At the same time, a large body of scientific research clearly indicates that levels of air pollution still commonly found in many parts of the U.S. continue to have harmful effects on the health of both adults and children.
For example, a long-term study involving thousands of children in Southern California found that children living in communities with higher levels of ozone and particulate matter had reduced lung function. When families moved to areas with better air quality, the children’s lung function improved. Likewise, when children moved from a community with good air quality to one with poor air quality, their lung function declined.
Unfortunately, if these reductions in lung function do not improve before a child reaches maturity, that individual likely will have a lifelong lung function deficit. Another finding of this study was that children who live in an area with poor air quality and participate in numerous outdoor sports are more likely to develop asthma than children in the same community who do not participate in these sports. In communities with low levels of ozone, participation in outdoor sports does not increase the incidence of asthma.

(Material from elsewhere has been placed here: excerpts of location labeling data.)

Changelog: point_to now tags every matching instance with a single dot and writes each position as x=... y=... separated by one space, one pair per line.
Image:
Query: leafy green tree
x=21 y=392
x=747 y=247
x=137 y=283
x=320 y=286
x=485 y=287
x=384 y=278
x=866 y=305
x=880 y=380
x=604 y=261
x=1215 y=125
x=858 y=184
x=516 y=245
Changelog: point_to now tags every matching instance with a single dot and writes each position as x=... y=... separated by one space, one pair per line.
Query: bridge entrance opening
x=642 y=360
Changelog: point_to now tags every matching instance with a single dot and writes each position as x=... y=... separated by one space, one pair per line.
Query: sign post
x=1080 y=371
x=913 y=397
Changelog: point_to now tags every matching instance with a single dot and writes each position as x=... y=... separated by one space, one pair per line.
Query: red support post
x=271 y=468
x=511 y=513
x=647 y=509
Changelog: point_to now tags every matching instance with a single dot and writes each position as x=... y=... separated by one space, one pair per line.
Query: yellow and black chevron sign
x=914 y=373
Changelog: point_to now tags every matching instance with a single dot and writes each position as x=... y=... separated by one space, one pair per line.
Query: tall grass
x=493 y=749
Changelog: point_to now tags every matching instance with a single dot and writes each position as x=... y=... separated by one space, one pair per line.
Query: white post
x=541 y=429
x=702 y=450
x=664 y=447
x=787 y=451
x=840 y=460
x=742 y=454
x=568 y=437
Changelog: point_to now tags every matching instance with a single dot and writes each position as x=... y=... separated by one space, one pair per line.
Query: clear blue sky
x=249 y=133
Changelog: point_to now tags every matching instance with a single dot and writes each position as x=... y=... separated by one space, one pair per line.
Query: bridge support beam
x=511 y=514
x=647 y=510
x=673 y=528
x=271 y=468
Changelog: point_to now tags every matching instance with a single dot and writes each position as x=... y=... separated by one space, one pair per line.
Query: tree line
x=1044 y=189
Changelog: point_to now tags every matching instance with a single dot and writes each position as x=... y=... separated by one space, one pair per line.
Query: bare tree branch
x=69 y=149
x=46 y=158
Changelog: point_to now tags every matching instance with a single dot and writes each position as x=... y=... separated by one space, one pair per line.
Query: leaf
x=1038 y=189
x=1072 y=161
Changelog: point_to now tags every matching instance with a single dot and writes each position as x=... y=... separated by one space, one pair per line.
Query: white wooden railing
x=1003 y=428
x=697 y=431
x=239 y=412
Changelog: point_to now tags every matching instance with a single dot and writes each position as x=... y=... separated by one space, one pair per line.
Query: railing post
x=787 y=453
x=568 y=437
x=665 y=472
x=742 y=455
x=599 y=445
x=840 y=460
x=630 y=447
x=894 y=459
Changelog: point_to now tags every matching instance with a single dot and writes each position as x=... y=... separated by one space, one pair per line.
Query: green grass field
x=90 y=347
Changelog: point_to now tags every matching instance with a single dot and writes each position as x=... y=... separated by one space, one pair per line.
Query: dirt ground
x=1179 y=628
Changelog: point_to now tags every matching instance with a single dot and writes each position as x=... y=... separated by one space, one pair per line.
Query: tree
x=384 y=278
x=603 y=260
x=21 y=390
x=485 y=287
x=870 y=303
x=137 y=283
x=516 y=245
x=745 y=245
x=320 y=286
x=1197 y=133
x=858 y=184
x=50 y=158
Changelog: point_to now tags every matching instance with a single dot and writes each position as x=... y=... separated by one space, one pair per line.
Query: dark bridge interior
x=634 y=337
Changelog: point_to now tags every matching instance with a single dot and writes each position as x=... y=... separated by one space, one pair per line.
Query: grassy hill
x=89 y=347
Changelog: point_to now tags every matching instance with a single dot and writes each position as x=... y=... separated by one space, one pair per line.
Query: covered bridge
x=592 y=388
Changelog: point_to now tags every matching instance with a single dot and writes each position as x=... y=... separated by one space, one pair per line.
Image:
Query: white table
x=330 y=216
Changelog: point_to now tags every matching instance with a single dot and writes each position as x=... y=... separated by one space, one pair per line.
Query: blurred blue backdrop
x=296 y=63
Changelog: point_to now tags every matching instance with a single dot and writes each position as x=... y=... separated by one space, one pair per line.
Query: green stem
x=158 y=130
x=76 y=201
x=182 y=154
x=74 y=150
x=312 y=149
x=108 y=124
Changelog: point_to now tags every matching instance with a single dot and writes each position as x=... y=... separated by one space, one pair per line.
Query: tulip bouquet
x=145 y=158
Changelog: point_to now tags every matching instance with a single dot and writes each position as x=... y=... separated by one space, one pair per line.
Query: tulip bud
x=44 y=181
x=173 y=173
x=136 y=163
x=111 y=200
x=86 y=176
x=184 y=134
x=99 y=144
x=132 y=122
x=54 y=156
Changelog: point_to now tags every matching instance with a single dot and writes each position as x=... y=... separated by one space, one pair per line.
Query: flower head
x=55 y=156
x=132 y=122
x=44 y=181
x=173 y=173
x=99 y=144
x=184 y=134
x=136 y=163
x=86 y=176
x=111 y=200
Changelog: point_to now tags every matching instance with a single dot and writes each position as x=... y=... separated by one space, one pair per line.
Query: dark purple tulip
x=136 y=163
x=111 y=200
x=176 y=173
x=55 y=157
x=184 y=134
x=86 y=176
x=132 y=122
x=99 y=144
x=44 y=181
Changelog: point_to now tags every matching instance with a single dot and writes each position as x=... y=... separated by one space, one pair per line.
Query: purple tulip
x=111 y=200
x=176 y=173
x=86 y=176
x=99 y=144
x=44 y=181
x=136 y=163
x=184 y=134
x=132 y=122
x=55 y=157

Here in Atlanta, scientists at Emory and Georgia Tech have been examining millions of emergency department visits to hospitals throughout metro Atlanta and have found a striking relationship between ozone concentration and emergency department visits for asthma. This relationship is observable after controlling for other factors that influence asthma such as temperature and the prevalence of communicable respiratory infections (which are much more common when children are in school).
For example, if you consider just days in July on which the maximum temperature is exactly the same, the number of emergency department visits for asthma is higher when ozone is higher. These findings do not suggest that all asthma emergency department visits are caused by ozone, but they do provide evidence that ozone levels are responsible for many of the asthma visits suffered by our children.
Many other studies conducted at cities around the world have observed similar patterns. Numerous investigators have found that asthma symptoms worsen and the use of asthma medication increases when the air quality worsens. In addition, many studies have shown that the health effects of air pollution are not limited to asthma or even to respiratory diseases. A common finding of air pollution epidemiology is that cardiovascular mortality is higher in areas with high levels of air pollution, even when controlling for other risk factors of cardiovascular disease.
For example, numerous studies in the U.S. and Europe have found that the risk of heart attack increases in the days following an increase in PM levels. Many of these associations are closely tied to traffic sources of air pollution and especially to diesel traffic. The biological mechanisms responsible for these health effects are well-understood in some cases, but in many other cases, researchers are still learning how air pollution acts to cause the effects we see.
In order to minimize the health risks of air pollution, each of us can take steps to reduce our exposure. For example, we can reduce exposure to ozone by going for a jog in the morning instead of the afternoon in summer or reduce exposure to particulate matter by not exercising downwind of a freeway. We also can reduce our contribution to the air pollution problem by driving less and using alternate forms of transportation.
But ultimately, major reductions in air pollution are the result of decisions made at the societal level. The air quality improvements of the past 40 years show that these changes are possible and that they will not cripple our economy. Recognizing problems and making decisions to improve the health of our children is simply good stewardship of our natural resources.
Roby Greenwald is a research assistant professor in the Department of Environmental Health at Emory University’s Rollins School of Public Health. Anne M. Fitzpatrick is an assistant professor in the Department of Pediatrics at Emory’s School of Medicine and directs the Asthma Clinical Research Program.